Ian stood a few steps behind her, the dagger still in his hand, his expression uncertain. Lio sat nearby, his head buried in his arms, silent tears staining the wooden planks beneath him. Slyvie crouched next to him, offering quiet words of comfort that barely reached through the wind.
Narissa turned, her golden eyes glinting in the moonlight. “We’re stopping this,” she said finally, her voice low, almost like a command to herself. “Not just him. All twenty of them.”
Ian looked up sharply. “Twenty? You mean—”
“The guard said it himself,” Narissa interrupted. “Twenty people. One ship. Tomorrow night.” Her gaze hardened as she faced the river again. “We end this before it sails.”
Slyvie straightened, brushing dust off her knees. “Then we’ll save them,” she said brightly, though her eyes held a seriousness rare for her. “All twenty. Even the ones who think they can’t be saved.”
Narissa nodded once, her expression unreadable. “Exactly.”
Ian hesitated, glancing toward the shadowed warehouse. “We can’t just rush in. They’ll be guarded — city soldiers, maybe even the captain himself.”

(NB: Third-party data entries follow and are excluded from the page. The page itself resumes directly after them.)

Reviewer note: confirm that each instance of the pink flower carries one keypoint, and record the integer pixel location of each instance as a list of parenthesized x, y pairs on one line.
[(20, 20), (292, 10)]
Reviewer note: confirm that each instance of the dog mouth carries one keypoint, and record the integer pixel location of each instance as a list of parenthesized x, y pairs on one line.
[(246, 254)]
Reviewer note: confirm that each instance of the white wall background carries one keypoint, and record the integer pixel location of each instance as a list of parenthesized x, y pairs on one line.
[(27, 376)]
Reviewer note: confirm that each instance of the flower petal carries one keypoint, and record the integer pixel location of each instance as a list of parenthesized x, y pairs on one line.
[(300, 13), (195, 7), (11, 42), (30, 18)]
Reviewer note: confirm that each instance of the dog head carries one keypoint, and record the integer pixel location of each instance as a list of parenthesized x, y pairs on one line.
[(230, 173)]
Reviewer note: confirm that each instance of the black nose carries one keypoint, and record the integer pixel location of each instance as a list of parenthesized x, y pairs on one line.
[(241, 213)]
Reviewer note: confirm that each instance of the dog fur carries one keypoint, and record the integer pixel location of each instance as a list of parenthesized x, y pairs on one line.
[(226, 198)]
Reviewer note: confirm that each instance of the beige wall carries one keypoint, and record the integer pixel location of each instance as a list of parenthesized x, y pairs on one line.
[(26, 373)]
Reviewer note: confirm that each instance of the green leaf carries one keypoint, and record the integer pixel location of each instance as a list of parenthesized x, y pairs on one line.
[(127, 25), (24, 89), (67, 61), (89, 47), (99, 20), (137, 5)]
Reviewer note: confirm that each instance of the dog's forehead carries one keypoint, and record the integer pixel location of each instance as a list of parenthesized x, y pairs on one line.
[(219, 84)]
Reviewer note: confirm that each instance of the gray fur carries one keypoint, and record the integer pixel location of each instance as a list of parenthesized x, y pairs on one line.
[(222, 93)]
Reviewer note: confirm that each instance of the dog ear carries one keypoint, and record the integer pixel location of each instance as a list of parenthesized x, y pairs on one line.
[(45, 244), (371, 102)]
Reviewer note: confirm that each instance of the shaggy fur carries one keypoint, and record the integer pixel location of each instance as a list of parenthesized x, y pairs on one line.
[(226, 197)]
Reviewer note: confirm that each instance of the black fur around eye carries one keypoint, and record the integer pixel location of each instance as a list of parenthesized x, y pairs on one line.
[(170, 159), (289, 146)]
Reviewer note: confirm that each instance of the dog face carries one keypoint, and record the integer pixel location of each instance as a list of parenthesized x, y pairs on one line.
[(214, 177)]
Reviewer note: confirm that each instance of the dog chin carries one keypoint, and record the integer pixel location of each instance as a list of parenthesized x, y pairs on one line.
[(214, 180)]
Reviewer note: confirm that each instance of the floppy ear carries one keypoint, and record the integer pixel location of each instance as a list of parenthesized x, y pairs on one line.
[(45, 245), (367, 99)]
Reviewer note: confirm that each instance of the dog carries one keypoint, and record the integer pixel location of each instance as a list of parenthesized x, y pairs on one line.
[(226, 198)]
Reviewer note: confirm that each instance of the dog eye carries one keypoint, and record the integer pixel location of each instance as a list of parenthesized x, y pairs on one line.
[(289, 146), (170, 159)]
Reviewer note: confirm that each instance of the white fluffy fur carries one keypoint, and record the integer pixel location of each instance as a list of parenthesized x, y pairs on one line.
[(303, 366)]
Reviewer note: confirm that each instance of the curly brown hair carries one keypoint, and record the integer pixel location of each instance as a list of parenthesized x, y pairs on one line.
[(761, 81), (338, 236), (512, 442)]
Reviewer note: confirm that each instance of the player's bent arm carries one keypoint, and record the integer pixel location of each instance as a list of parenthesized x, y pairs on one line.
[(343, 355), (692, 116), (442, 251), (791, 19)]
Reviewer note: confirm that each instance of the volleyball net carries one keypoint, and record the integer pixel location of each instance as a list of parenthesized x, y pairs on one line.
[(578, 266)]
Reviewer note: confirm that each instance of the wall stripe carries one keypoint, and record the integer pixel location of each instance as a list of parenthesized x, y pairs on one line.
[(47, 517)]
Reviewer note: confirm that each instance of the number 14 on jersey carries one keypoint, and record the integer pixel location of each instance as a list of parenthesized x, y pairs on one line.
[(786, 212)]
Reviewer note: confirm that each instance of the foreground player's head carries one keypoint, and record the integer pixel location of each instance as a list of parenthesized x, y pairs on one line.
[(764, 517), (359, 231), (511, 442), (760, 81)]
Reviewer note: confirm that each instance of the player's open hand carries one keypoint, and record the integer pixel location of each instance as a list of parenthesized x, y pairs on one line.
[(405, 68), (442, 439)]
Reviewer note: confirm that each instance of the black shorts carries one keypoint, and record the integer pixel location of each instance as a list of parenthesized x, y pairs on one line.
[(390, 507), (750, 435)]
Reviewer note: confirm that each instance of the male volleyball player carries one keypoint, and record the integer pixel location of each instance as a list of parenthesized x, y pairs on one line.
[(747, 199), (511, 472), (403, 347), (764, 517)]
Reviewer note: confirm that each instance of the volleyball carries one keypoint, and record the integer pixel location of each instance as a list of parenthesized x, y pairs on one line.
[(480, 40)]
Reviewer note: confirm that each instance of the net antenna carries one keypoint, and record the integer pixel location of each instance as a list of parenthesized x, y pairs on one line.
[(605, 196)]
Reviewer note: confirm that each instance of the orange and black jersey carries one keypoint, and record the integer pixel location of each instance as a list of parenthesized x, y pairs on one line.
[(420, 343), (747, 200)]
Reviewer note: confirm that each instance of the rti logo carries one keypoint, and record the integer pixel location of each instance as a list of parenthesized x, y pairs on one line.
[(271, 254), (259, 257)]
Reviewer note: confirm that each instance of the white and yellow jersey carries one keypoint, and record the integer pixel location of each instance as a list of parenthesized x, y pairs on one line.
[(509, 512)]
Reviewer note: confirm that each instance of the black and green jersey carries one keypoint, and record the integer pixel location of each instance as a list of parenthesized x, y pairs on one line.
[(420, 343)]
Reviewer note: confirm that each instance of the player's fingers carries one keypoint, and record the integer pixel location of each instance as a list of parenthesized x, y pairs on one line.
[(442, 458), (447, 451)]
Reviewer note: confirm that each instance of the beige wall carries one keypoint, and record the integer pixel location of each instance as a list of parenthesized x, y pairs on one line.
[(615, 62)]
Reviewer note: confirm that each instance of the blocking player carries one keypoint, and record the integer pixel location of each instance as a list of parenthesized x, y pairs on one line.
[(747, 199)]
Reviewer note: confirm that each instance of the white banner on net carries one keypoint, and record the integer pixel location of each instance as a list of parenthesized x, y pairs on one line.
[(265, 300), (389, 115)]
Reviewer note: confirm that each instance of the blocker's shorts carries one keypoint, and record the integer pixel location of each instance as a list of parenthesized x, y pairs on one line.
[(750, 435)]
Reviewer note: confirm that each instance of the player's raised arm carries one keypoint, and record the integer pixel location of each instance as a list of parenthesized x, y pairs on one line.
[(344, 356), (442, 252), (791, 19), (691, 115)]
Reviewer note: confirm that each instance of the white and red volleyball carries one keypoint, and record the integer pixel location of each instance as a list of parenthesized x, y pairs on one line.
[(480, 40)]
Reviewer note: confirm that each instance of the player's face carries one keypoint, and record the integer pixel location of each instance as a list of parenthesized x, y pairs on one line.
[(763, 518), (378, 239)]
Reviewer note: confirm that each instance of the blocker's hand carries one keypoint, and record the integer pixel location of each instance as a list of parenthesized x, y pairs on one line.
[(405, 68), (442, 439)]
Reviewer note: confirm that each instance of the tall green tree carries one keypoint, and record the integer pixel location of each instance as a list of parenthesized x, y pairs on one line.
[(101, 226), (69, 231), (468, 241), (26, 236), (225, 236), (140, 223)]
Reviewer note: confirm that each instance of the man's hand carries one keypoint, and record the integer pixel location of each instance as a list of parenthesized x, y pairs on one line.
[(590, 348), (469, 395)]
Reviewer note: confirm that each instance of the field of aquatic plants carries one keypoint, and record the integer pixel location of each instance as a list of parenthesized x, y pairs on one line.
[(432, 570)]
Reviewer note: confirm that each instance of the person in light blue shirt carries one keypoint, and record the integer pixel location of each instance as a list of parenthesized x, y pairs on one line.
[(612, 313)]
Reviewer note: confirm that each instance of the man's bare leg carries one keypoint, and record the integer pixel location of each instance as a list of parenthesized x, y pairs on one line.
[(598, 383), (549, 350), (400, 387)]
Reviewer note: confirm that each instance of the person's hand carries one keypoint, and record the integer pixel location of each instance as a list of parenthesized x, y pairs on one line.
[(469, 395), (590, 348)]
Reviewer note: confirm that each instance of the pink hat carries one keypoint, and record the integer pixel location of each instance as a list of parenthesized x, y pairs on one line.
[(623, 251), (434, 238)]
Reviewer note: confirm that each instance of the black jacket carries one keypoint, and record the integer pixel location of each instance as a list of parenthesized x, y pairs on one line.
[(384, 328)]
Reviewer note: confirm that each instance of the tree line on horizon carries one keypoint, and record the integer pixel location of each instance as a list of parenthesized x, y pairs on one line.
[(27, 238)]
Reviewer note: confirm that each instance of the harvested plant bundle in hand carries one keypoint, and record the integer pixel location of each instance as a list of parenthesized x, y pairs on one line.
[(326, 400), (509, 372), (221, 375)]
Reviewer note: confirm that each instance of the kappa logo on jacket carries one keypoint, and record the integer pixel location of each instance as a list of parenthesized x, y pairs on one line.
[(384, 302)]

“That’s why we plan,” Narissa replied. “We know their routes. Their watch shifts. Where they keep the ledger. We find their weak points.” She started walking, slow and deliberate, tracing the dock’s edge with her fingers as if mapping it in her mind. “The warehouse, the ship, the path they’ll take. We’ll use all of it.”
Slyvie followed behind, her footsteps light. “So it’s a rescue mission,” she said, grinning. “I like those. Less stabbing, more sneaking.”

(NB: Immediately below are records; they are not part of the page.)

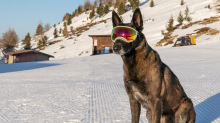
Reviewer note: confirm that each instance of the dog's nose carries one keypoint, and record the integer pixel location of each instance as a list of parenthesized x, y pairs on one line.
[(117, 48)]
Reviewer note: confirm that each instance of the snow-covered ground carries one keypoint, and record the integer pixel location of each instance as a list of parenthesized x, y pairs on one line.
[(91, 90), (160, 13)]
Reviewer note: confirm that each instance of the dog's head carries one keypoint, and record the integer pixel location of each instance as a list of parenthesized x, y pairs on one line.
[(120, 46)]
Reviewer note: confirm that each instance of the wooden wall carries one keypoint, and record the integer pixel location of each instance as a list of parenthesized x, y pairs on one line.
[(102, 42)]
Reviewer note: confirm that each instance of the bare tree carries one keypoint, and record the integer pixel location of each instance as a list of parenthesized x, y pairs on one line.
[(47, 27), (9, 40), (217, 6), (95, 4)]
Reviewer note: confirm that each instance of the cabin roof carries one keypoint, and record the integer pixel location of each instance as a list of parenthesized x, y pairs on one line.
[(99, 35)]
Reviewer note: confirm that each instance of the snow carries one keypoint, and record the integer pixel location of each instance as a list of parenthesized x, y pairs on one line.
[(91, 89), (88, 89)]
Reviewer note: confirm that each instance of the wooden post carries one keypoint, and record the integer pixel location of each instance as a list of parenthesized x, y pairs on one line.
[(25, 57), (35, 55)]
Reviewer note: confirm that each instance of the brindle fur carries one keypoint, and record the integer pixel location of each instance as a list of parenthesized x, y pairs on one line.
[(149, 82)]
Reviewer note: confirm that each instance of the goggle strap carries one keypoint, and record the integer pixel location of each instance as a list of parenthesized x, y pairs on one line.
[(121, 38)]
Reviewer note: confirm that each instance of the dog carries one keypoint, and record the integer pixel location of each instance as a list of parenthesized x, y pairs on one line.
[(148, 81)]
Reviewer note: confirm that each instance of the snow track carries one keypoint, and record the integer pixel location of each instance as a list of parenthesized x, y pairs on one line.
[(91, 89)]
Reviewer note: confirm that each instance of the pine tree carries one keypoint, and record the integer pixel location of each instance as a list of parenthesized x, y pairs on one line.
[(60, 31), (182, 2), (69, 21), (65, 32), (116, 5), (92, 14), (209, 6), (106, 9), (121, 8), (44, 40), (71, 28), (80, 10), (132, 2), (39, 44), (169, 26), (180, 18), (100, 12), (64, 24), (39, 29), (152, 3), (188, 19), (55, 33), (27, 42), (186, 12)]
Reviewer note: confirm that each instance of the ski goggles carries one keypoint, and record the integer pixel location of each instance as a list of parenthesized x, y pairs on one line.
[(124, 32)]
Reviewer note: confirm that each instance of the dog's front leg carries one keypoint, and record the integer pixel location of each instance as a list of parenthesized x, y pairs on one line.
[(135, 109), (156, 110)]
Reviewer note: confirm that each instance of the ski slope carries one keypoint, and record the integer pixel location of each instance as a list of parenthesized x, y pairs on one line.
[(161, 13), (90, 89)]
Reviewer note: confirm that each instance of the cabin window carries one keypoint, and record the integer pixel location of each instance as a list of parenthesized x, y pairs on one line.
[(105, 50)]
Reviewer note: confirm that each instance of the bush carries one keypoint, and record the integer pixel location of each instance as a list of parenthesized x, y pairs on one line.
[(182, 2), (180, 18), (9, 39)]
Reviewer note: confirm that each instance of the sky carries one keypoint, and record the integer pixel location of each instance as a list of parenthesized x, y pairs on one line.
[(24, 15)]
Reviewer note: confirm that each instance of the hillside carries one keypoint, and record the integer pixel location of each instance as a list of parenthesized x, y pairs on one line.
[(91, 89), (155, 19)]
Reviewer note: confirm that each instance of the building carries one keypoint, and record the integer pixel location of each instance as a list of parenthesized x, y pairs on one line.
[(25, 56), (102, 44)]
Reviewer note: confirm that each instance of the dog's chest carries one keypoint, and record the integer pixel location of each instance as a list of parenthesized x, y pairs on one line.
[(141, 96)]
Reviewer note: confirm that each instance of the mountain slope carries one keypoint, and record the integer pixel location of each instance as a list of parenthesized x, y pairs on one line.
[(160, 14)]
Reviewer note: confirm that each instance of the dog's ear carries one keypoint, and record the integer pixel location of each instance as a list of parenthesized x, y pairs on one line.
[(137, 20), (115, 19)]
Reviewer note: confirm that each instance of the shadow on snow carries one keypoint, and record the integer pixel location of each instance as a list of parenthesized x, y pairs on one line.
[(208, 110), (6, 68)]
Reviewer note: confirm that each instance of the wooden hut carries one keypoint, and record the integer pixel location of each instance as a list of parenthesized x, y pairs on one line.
[(102, 44), (25, 56)]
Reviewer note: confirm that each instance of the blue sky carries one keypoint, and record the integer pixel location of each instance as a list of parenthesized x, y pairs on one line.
[(24, 15)]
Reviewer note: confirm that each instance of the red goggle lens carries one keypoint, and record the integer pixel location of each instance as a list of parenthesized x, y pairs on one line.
[(128, 33)]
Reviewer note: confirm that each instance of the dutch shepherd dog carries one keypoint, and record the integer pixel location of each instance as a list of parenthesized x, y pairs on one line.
[(148, 81)]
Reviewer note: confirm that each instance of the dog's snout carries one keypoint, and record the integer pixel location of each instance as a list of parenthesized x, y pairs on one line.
[(117, 48)]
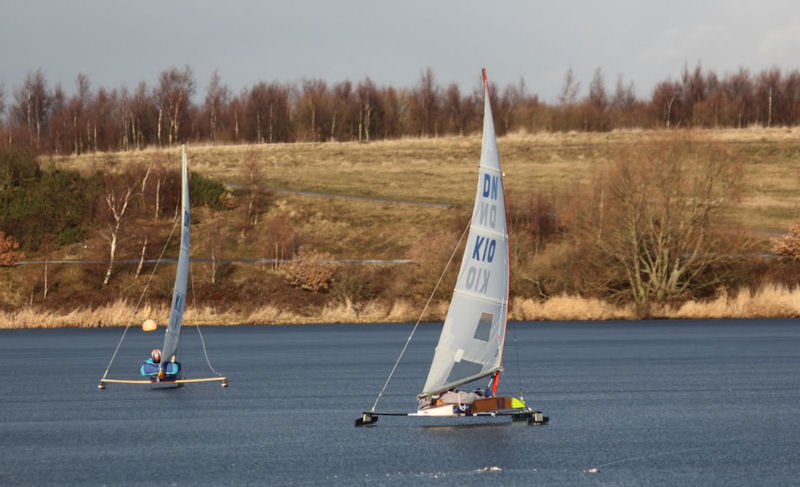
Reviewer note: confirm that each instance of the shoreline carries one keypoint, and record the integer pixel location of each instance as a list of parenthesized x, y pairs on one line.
[(768, 302)]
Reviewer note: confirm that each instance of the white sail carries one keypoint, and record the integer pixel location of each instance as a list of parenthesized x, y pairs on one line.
[(173, 334), (472, 339)]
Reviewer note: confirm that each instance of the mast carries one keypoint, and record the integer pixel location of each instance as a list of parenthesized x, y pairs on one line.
[(473, 336), (172, 336)]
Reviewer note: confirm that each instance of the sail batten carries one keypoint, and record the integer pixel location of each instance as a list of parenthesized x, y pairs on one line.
[(471, 344), (172, 335)]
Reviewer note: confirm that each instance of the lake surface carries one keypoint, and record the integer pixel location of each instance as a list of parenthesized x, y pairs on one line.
[(644, 403)]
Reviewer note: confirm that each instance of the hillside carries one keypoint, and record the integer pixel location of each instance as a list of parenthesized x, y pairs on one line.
[(412, 201)]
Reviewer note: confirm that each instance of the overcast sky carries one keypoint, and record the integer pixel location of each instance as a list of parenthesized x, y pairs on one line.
[(120, 43)]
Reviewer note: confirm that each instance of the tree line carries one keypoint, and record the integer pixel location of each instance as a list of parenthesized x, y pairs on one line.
[(172, 110)]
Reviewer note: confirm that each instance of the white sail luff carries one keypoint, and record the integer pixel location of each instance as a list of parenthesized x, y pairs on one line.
[(172, 336), (473, 335)]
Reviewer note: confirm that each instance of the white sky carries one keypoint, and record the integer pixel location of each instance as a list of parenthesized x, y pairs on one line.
[(120, 43)]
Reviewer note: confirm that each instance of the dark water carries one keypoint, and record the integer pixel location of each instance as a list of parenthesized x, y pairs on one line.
[(656, 403)]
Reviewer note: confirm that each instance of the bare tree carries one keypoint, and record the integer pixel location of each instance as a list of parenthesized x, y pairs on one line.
[(655, 212), (216, 99), (173, 96), (32, 106)]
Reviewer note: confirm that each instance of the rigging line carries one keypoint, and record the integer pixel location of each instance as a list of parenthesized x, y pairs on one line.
[(430, 298), (196, 325), (141, 298)]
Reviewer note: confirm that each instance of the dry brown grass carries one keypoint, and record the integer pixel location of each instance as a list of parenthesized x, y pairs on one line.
[(563, 307), (772, 301), (443, 169)]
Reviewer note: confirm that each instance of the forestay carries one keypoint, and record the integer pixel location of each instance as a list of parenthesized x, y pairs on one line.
[(172, 337), (472, 339)]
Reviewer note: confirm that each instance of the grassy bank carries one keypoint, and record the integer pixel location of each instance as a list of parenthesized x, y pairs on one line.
[(768, 302)]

Narissa shot her a sidelong glance. “Don’t count on less stabbing.”
Ian’s lips pressed into a thin line, but a spark of resolve flickered in his eyes. “Then tell us what to do.”
Narissa stopped, turning to face both of them. The moonlight framed her like a silver outline against the black water. “Tonight, we prepare. Tomorrow, we strike. No one leaves that ship. Not until every last one of them is free.”
Slyvie nodded firmly, clutching the small charm around her neck. “Let’s make them pay for selling lives.”
Ian looked toward Lio, still silent by the pier. He placed a hand on his shoulder. “We’ll bring him back,” he said softly. “I promise.”
Lio didn’t answer, but his fingers curled tightly around the edge of his shirt — the faint, trembling sign of someone holding on to hope.
Narissa’s gaze drifted to the dark expanse of water where faint ripples gleamed like veins of silver. A trade of lives, she thought. But not this time.
Somewhere in the city, papers were being signed, payments made — the system continuing as it always had. But here, beneath the quiet sky, three children stood plotting against it.
Narissa’s resolve was final, unshakable.
Tomorrow night, when the ship came to take twenty souls — it would meet her instead.